Generali, Perissinotto "sereno" su notizie indagini procura Trieste

martedì 25 febbraio 2014 09:57
 

MILANO, 25 febbraio (Reuters) - L'ex AD di Generali Giovanni Perissinotto è "sereno" in merito alle risposte da fornire e alle iniziative eventualmente da intraprendere relativamente alle indagini avviate dalla Procura di Trieste, rimbalzate ieri sulla stampa che parla di un'ipotesi di reato di ostacolo all'attività di vigilanza.

E' quanto si legge in una nota diffusa ieri in serata dal legale di Perissinotto che non conferma, tuttavia, le notizie stampa sulle indagini ma si limita a rilevare che "i fatti in discussione sembrano essere gli stessi che sono stati più volte riferiti dai giornali nei mesi scorsi".

"Si tratta - prosegue la nota - di alcune operazioni finanziarie che sarebbero state non sufficientemente leggibili agli organi di controllo e che, invece, si ritengono giustificate e riportate regolarmente nel bilancio societario, operazioni delle quali si è pronti a discutere, per quanto di competenza, in tutte le opportune sedi, fornendo ogni precisazione utile".

"Sul punto - si legge ancora nella nota - non si può che aggiungere che si è convinti che le vicende verranno del tutto chiarite ed il dottor Perissinotto, ovviamente, garantirà tutta la possibile collaborazione, per dissipare qualsiasi eventuale dubbio, posto che nessuno, con riguardo alle questioni in discussione, ha mai inteso porre alcun ostacolo al controllo delle autorità di vigilanza".
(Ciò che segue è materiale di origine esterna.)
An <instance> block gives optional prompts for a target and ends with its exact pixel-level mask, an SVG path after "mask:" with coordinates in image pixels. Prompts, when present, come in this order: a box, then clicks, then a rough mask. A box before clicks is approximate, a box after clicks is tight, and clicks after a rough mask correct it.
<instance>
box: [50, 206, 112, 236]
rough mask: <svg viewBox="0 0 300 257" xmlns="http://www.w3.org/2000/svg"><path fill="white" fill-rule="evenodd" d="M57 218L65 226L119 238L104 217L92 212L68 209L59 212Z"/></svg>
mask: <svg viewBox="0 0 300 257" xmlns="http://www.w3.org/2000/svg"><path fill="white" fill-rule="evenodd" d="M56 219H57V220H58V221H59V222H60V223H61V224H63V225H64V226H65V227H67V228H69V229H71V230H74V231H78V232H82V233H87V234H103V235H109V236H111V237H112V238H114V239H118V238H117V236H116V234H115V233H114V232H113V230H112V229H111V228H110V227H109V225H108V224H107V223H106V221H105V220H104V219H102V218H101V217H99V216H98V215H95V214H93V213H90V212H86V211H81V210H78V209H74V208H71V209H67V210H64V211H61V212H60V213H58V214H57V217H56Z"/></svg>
A inizio dicembre Consob e Ivass hanno inviato alla Procura di Trieste una segnalazione relativa ad alcune operazioni condotte dai due ex manager Perissinotto e Raffaele Agrusti in investimenti alternativi. Si tratta di operazioni condotte in private equity e fondi alternativi per le quali i due manager hanno avuto "i principali ruoli decisori e di gestione attiva".

Ieri Affari & Finanza ha anticipato che sarebbero partiti gli avvisi di garanzia per Perissinotto e Agrusti. Su questo la Procura di Trieste non rilascia informazioni. Il settimanale di Repubblica riporta anche indiscrezioni, non commentate, su documenti "introvabili". In un colloquio avvenuto a dicembre tra l'AD Mario Greco e i pm - ricostruisce il settimanale - il manager ha sostenuto che "non è stato possibile raccogliere alcun documento" e che "la ricerca è avvenuta in ogni dove, sia alla direzione centrale che nelle altre sedi principali, che a livello internazionale nelle varie finanziarie coinvolte".

Qualche giorno fa il Cda di Generali ha deciso di avviare una richiesta di risarcimento e responsabilità davanti al tribunale del lavoro nei confronti di Perissinotto e Agrusti.